My backyard and temporary kitchen
I joined the waterfront staff at Glen Spey, not in small part of avoid doing camp cookouts. I am awful at cooking over a fire, and more than one of my cookouts ended in me sneaking into the camp kitchen to steal away granola bars for my campers. So it was no small miracle that I was able to do pretty well on my charcoal stove. One day I made a sort of stir fry with rice, pineapple and soy which is sold around town. Another day I had tomatoes, onions and lentils. There weren't the most spectacular meals I've ever made, but they were decent and hot which was enough.

From left to right: My shower, my bucket flush toilet, me, and dinner.
On my last full day, I stopped by the school to sit in on the “conseil de classe” which happens at the end of each term and each student is discussed. It being the end of the year, a major topic of concern was who would pass on to the next level, and who would be held back. The meeting was called for 8am, I was told by an English teacher to be there at 8:30, all the other teachers were there at 10:30 and the principal showed up and we started around 11. The meeting went until 2, at which point we ate lunch together, finally ending everything around 2:30/ 3pm. It was a good insight into how things might go for the next year.

There are 12 teachers at the school, including tow other English teachers. The school doesn't have many resources- including things like toilets. Or latrines. Guys just pee where ever, and girls go into the nearby field. I'm the only female teacher. Can you understand why I was desperate to leave the 6 hour meeting? Other than the lack of bathrooms, the school seems fine. There's a teachers' paillote (straw hut) in the middle and then class rooms surrounding it in a U shape.

Basketball is played with real baskets here.
I had a really great post visit, and I'm glad to have a little insight into where I'll be living for two years!  


Just a quick update about contact info since now I've visited my post. I'll be keeping the same address, and and all packages can go to it. My town doesn't have good Togocel (my current carrier) reception, so there's a small chance I'll get a new number with a different carrier but probably not. I don't have internet access in my town, or reception for my internet key. Letters are the best way to reach me, but sometimes they do get lost, so please shoot me an email if you haven't heard from me in a while. It still may take me a while to respond, but I'll get to it eventually.

Again, my address is:

Anna Williams, PCV
Corps de la Paix
B.P. 3194
Lome, Togo
West Africa  

(it's also listed on the side bar to the right) 

Wednesday, July 17, 2013

Language and Technical Presentations

A large part of training here in Togo is language based. Most people don't come in with very much French, but even coming in with French skills doesn't preclude you from language class! Those of us with a high enough level of French just get to enjoy local language classes instead! So, whether it's French or local language (Ewe for me), you're head is swimming either way.

Togo doesn't have a unifying, country wide lingua franca, so it's only this year that Peace Corps has really started local language here. In Senegal, it's easy to have everyone start learning Wolof, because no matter where you are it's helpful, but here in Togo it's very region dependent. This poses a problem, as when we first arrive, they're not sure yet where to send us in the country for our posts, so they're not sure what language to have us learn.

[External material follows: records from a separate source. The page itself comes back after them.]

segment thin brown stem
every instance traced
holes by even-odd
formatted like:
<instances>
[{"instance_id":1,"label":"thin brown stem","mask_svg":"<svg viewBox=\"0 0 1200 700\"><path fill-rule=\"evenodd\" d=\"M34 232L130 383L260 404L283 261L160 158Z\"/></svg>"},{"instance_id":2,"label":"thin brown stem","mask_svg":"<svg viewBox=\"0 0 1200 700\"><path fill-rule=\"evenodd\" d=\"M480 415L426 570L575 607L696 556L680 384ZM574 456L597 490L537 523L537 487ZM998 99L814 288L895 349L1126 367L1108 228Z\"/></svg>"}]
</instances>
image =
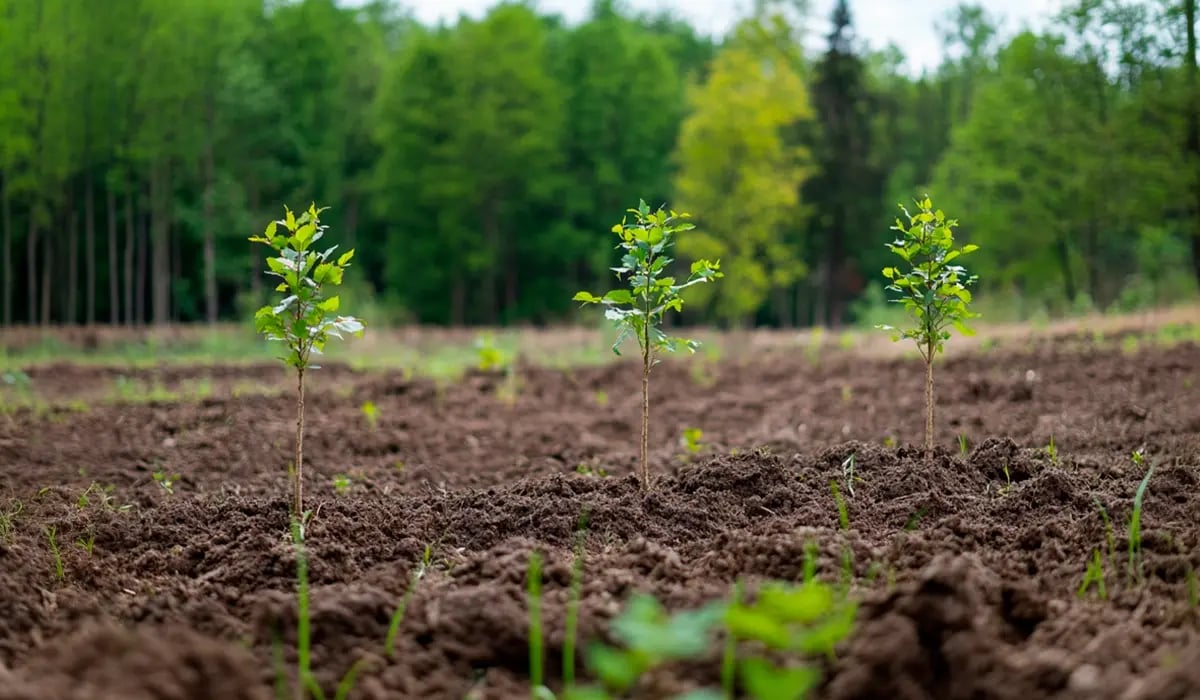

With the early push for local language, all of us found ourselves doing our first technical presentation in a language we are uncomfortable with speaking- French or otherwise.

Somehow, many of us were able to stutter though Ewe (and even Bassar) presentations introducing ourselves, talking about Peace Corps' mission, the English and Gender Education goals and what work we will do at post. Those who gave presentations in French did a great job, even though there were many butterflies in their stomachs before hand.  

Thursday, July 4, 2013

Happy Independence Day!

Even all the way over here in Togo, we have to celebrate the fourth of July. While it wasn't burgers and cookout type fair for food, we still made do with some street meat hot dogs, avocado and egg sandwiches and drinks.